Burundi’s Truth and Reconciliation Commission (TRC) released a statement dated March, 18th, 2022 launching investigations on the 1988 crisis in the country that included killings and Human Rights violations.
“This crisis is commonly known as the Ntega and Marangara Killings even though the TRC has already obtained information which proves that the crisis has also affected other provinces such as Muyinga, Karusi and Bujumbura,” part of the statement reads.
The Truth and Reconciliation Commission’s (CVR) mandate starts from 1885 when many African countries were partitioned, the commission is expected to investigate all the crimes which were committed during the civil in Burundi until 2008.
“The Commission invites anyone with a minimum age of 50 years, who wishes to shed light on these events, to come and do so with Commissioners and Executives of the Commission who will be deployed in the two communes of Ntega and Marangara, from March 20 to April 03, 2022,” a statement reads.

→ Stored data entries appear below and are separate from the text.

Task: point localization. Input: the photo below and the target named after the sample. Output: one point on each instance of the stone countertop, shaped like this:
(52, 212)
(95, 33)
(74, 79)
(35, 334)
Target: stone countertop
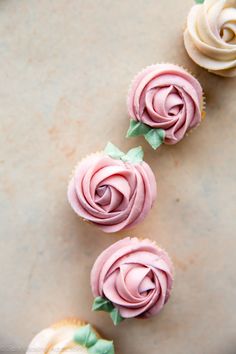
(65, 70)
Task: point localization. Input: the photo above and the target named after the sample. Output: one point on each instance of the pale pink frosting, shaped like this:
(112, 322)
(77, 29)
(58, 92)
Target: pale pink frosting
(165, 96)
(112, 194)
(135, 275)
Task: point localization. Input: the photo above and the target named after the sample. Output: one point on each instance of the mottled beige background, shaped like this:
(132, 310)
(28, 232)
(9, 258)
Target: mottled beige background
(65, 66)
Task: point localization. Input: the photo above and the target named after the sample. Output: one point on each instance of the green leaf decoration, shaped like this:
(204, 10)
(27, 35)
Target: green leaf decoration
(137, 128)
(102, 346)
(116, 317)
(102, 304)
(134, 155)
(155, 137)
(85, 336)
(112, 151)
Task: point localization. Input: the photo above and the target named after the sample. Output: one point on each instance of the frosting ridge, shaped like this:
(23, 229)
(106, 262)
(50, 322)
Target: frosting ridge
(135, 275)
(166, 98)
(111, 193)
(210, 36)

The Truth and Reconciliation Commission estimated about 4000 mass graves countrywide which are expected to be investigated.

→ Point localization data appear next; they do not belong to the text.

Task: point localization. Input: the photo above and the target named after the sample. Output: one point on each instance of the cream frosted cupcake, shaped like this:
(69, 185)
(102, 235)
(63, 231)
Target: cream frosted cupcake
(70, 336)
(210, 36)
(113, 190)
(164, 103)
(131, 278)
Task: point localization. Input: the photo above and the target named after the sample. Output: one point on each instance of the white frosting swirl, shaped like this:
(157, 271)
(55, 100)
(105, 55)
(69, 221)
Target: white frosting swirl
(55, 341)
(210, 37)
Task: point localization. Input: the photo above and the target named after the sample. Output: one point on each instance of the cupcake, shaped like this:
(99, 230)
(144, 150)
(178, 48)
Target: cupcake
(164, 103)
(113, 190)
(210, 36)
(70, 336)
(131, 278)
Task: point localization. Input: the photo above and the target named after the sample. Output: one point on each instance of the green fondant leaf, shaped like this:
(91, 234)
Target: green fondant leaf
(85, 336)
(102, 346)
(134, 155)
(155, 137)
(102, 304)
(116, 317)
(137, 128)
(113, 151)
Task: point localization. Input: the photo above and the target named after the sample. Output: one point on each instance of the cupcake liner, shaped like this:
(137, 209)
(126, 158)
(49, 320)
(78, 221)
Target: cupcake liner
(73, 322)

TRC had gone under criticism by some critics accusing the commission of only investigating massacres when Hutus were largely killed, “we are going in phases that’s why we started with 1972 we will investigated until 2008 so we won’t skip any event,” said the president of the commission Pierre Claver Ndayicariye earlier on.
As part of the healing and reconciliation process between Burundians after the brutal ethnic violence that led to hundreds of thousands losing their lives, the 2000 Arusha agreement that played a great role to put an end to the civil war in the country recommended for the formation of the Truth and Reconciliation Commission.
The Commission was formed in 2014 for the reconciliation of Burundians to soothe and heal the hearts and restore Burundian society on the path of change and equal progress.
The mandate of the TRC is to conduct investigations and establish truth about the serious violations of human rights and international human rights law from 1885 to the date of signing the cease fire agreement with FNL in 2008.
In December last year the Truth and Reconciliation Commission presented its report to the parliament that was unanimously voted and approved that the 1972 massacre was a genocide against the Hutu.
After three years of investigations and exhuming the remains of the victims that were dumped in mass graves in at least 10 provinces countrywide, the TRC said that hundreds of Burundians were killed by the then government because of their ethnicity.